Interesting to see HT explicit about their attempts to infiltrate the Bangladeshi military, though.
Those who enjoy inflicting pain upon themselves can read more of the same sinister yet turgid yet surreal rubbish at:
http://www.hizb.org.uk/hizb/press-centre/press-release/oppressive-bangladeshi-govt-banned-ht-due-to-our-work-for-khilafah-&-support-for-the-defense-forces.html
Your conclusion is based upon a false premise. HT would not try to take power through infiltraiting the military here, fo many reasons but mainly because it wouldn’t be feasible with a non-Muslim majority in the military.
Banning for what they might decide to do in the future to destroy our democracy is not a good reason nor would it ever be illegal in any kind of liberal society.
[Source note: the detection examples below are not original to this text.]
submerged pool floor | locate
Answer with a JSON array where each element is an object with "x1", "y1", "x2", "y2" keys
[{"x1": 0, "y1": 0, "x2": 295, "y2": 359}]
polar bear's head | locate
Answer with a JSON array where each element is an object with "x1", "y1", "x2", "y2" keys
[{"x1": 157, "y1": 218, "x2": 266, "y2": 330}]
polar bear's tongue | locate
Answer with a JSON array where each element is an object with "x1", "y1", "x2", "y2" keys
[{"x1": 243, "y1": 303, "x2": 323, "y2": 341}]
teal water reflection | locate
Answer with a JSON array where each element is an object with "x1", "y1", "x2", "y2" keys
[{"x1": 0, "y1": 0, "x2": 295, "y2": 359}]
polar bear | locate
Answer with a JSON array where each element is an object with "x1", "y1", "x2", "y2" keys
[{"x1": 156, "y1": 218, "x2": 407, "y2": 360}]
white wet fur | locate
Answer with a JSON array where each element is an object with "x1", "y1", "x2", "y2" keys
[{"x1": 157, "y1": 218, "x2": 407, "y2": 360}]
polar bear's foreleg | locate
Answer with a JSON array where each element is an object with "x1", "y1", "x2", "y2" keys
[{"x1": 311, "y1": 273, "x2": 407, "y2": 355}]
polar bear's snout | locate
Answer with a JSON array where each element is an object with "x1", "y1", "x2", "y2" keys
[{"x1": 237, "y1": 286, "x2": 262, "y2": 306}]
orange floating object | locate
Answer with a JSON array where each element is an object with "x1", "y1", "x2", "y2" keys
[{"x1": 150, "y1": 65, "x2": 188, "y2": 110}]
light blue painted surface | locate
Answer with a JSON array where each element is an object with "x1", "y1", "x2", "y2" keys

If there are laws that would oblige a proscription then fair enough, but otherwise your reasoning sounds odd.
Unless you are trying to appease Grayling and Cameron I would strongly argue against a ban, rather prosecute individuals for violating the law, prevent them from indoctrinating children, shun them on public media, destroy their pathetic devious theological foundations, expose the nature of their sub-human ideology refute their policy assertions and force communities to shun them.